What kind of bondholder or lender would willingly sell his property at 20 percent below market? None in his right mind, without the threat of eminent domain. Predictably, bondholders and lenders—including Wells Fargo Bank—have taken Richmond to court. Last month, lawyers for the city asked a federal court to throw out the lenders’ lawsuits, which allege that the city’s plan violates the constitutional requirement that governments pay just compensation for taken property. Two weeks earlier, Richmond’s mayor and other elected city officials showed up unannounced at Wells Fargo’s headquarters in San Francisco demanding that the bank drop its complaint. A security guard turned them away.
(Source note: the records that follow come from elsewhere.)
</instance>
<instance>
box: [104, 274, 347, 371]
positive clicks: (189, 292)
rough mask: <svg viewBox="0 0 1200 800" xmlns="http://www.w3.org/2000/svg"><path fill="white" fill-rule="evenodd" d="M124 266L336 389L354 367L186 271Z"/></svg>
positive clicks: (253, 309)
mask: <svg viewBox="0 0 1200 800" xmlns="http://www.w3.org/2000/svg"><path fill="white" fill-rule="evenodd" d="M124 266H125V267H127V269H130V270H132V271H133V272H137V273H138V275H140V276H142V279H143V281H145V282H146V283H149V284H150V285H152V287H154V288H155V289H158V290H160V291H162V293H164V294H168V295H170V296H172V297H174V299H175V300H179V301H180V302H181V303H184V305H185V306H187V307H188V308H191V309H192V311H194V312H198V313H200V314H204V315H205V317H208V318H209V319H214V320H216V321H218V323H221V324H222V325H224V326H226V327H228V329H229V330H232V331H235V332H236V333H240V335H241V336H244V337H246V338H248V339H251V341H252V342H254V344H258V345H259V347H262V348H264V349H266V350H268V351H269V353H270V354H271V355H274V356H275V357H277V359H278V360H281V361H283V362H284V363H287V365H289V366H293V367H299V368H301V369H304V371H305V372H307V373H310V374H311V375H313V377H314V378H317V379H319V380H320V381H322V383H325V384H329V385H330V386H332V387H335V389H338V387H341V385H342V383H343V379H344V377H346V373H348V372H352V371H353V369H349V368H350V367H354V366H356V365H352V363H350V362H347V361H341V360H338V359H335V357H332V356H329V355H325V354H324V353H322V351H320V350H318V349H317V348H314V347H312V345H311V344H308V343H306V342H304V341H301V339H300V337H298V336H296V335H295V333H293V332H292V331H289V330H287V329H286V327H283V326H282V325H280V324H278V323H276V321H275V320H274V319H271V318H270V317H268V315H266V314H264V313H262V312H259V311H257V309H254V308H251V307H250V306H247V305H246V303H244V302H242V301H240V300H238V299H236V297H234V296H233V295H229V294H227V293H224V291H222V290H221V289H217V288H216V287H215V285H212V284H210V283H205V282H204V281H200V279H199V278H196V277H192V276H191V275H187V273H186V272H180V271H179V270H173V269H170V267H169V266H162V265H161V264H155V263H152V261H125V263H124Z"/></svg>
Meantime, lieutenant governor Gavin Newsom, a Democrat and former mayor of San Francisco, has threatened to investigate mortgage firms that want to pull out of communities adopting MRP’s eminent-domain plan. Newsom, the Chronicle reported, has close ties to an MRP partner and received a $25,000 campaign donation from an MRP officer.

What Newsom and Richmond officials won’t, or can’t, acknowledge is that the problem of underwater mortgages appears to be working itself out without additional government meddling. Richmond may not be the toniest city in the Bay Area, but its home prices grew by about 11 percent last year. Prices around the region remain among the highest in the country, and they’re even rebounding in the Central Valley and San Bernardino and Riverside counties, which were among the worst affected by the crash.

Why would it not be in Richmond’s interest to acknowledge this good news? Typically, when cities employ eminent domain for the purpose of economic development, they use a strategy called “growth capture.” Though officials claim that eminent domain is reserved for downtrodden neighborhoods, they tend to focus on areas where property values are just starting to rise. That way, the city can capture the coming growth in sales and property-tax revenues while developers make a nice profit. Richmond officials and MRP appear to be looking for a windfall at the precise moment the housing crisis has passed.

The banks rightly fear that if Richmond succeeds, the practice could spread. Last year, San Bernardino County and two cities, Fontana and Ontario, rebuffed MRP’s overtures. But other cities in California and Nevada are weighing essentially the same proposal, meaning that whatever happens in Richmond has statewide and even national implications. In short, MRP is using government to execute a business transaction that could otherwise never happen in a free market. Richmond and MRP will set a terrible precedent if they succeed.